The Old Mime
Created | Updated Jan 28, 2002
THE OLD MIME
The old mime drew his name,
From his tired, grey, oldness.
From the way that the years had stacked themselves,
Malignantly on his stooped shoulders.
His tragic course drooped towards the,
Soldiers of melancholic madness.
Marching in vain on the corners of his mouth.
Yet stirring no life in his painted frown.
He knew no life, only to have grown up empty,
With the pale, emptiness of uncertainty.
That child with the face so empty and tongue so soundless.
Thrusting his silently clenched fists with calculating brilliance,
Against all of the world who held that,
Words were power and only,
Actions can shape burning beauty.
He saw that the flesh was some prison mould,
To drill and scratch and claw at.
That that was all and nothing more.
He was, in his essence, a performer.
And he entertained to the last.
Wrenched open his wounds for public applause,
To let the doves peck at his naked heart.
So that, he too, may know it.
A final, unknowable love before,
The snow irrevocably drowned his footprints.
For he knew that then, he will have never lived.
He wished for something deep and beautiful.
To describe and create again in his heart,
The sweet, simple beauty of a river.
All in one, tempestuous rag-tag of passion.
Of everythings, Of ripples. Of mist. Of dew.
He found the taste of the sweetness he craved in the,
Silk-sheet smoothness of the glassy water.
Running through his old, fibrey hands,
Like the sensuous waves of lost and wasted youth.
He loved it then, the fixated stare of his own longings.
All of it, the river in its calmness.
For it was the enigma that explained his life.

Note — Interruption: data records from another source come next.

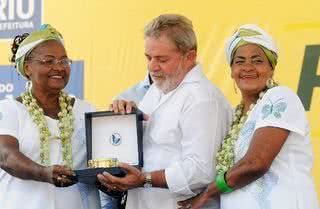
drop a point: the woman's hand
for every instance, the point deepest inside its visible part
(60, 176)
(133, 179)
(122, 106)
(195, 202)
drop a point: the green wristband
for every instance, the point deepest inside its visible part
(222, 184)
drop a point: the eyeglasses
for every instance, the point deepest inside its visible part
(65, 62)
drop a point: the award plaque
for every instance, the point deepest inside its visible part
(111, 138)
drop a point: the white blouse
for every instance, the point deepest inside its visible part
(288, 184)
(16, 193)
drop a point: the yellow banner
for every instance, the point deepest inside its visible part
(108, 36)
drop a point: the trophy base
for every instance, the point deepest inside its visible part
(89, 176)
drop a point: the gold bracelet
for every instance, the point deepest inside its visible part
(103, 163)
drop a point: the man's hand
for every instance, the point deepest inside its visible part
(122, 106)
(59, 175)
(133, 179)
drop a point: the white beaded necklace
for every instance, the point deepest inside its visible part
(225, 156)
(65, 126)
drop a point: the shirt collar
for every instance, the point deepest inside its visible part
(194, 75)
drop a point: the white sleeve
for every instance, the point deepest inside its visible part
(9, 120)
(282, 108)
(200, 138)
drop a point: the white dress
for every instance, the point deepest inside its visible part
(27, 194)
(288, 184)
(183, 133)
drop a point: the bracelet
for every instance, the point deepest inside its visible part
(222, 184)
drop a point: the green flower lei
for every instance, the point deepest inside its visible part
(225, 156)
(65, 126)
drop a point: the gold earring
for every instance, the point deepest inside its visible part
(270, 83)
(234, 87)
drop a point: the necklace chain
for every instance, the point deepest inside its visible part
(65, 125)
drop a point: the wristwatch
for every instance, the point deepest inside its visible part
(147, 180)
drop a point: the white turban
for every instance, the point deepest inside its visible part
(250, 33)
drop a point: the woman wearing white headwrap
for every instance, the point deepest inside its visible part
(42, 134)
(265, 161)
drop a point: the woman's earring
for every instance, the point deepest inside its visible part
(28, 85)
(235, 88)
(270, 83)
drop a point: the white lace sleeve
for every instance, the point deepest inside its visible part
(9, 122)
(282, 108)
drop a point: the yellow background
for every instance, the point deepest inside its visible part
(108, 36)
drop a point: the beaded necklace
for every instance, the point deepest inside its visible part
(225, 156)
(65, 125)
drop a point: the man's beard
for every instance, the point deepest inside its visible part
(169, 82)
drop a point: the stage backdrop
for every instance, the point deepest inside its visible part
(107, 36)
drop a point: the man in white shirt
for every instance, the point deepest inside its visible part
(135, 94)
(187, 120)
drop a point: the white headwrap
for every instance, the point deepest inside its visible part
(257, 36)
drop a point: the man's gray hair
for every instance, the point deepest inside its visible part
(176, 27)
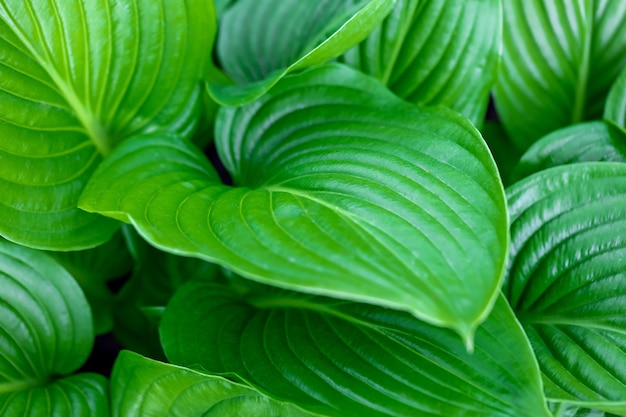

Pierced his warm soul with cold passion.
With his deft, neat little movements,
That possessed within themselves a lifetime of gentle brilliance,
He tiptoed into the water.
He knew that they would find him there.
The businessmen and artists, the poets and fascists.
Those that he had so painstakingly and precisely entertained.
Yet never understood.
Floating to the surface.
After his unruly lust for the cool depths was quenched.
Those who ever doubted his power will see his face,
From many a fairground, black and white.
Painted smile of his cold, curled lips.
And they will know then,
That the answers he sought, in the world and in his heart.
Lay there all along.
That the Old Mime and finally and totally, achieved his exactness,
In the waiting embrace of the bubbles.